Au fil des jours, les pertes matérielles prennent une dimension considérable. Les pluies torrentielles et les inondations ont provoqué des destructions qui compliquent davantage les opérations de secours et le retour à une vie normale.

La NDMA fait état de 799 habitations endommagées, privant des centaines de familles de logement. Les inondations ont également entraîné la mort de 379 têtes de bétail, une perte importante pour les populations rurales dont les revenus reposent largement sur l’élevage.

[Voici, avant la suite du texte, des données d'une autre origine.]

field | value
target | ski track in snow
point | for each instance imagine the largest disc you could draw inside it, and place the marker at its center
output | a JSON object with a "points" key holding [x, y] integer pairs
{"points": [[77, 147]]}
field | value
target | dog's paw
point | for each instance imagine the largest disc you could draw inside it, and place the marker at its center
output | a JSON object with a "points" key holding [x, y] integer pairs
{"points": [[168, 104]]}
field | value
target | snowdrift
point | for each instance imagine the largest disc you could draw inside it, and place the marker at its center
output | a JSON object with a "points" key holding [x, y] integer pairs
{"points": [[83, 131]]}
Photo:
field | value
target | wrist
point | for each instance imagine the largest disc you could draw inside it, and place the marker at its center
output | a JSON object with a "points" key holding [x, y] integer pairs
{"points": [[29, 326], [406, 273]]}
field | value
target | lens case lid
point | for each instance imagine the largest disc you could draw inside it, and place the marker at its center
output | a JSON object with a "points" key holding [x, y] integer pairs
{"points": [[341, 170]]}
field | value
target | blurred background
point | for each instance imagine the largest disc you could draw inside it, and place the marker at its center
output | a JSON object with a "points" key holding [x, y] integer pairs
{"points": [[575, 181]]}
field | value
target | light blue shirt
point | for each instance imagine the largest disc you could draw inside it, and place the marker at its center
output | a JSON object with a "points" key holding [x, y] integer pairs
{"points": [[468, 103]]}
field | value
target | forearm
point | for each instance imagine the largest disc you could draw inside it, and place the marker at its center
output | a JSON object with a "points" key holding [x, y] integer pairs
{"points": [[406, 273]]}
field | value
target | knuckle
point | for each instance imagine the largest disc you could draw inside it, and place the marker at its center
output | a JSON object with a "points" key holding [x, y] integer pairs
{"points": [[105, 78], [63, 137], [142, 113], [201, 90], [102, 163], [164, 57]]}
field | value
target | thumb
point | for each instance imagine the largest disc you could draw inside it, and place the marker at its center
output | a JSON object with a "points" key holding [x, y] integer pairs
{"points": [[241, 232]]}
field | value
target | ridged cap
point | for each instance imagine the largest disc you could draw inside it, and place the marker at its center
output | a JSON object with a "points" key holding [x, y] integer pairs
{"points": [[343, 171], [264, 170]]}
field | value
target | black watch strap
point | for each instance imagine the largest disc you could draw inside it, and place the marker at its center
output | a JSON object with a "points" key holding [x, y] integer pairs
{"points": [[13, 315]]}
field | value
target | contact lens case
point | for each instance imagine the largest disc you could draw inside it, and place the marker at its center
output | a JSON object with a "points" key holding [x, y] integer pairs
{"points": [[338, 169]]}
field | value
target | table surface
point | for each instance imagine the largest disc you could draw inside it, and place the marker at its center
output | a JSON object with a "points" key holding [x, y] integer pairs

Les intempéries n’ont pas non plus épargné les infrastructures publiques : la montée des eaux a endommagé ou détruit vingt-cinq ponts et fortement dégradé environ 23 kilomètres de routes. Ces dégâts perturbent fortement les transports, ralentissent l’acheminement de l’aide humanitaire et compliquent l’accès des secours aux localités isolées.

Une course contre la montre pour les secours

Sur le terrain, les équipes de secours poursuivent les opérations d’évacuation malgré des conditions météorologiques toujours défavorables. Les autorités mobilisent des embarcations pour extraire les habitants des villages encerclés par les eaux et acheminer des vivres ainsi que des produits de première nécessité vers les zones les plus affectées.

L’Autorité nationale de gestion des catastrophes a appelé les administrations provinciales à maintenir un niveau élevé de vigilance et à poursuivre les opérations de secours et de sauvetage tant que les pluies de mousson continueront de frapper le pays.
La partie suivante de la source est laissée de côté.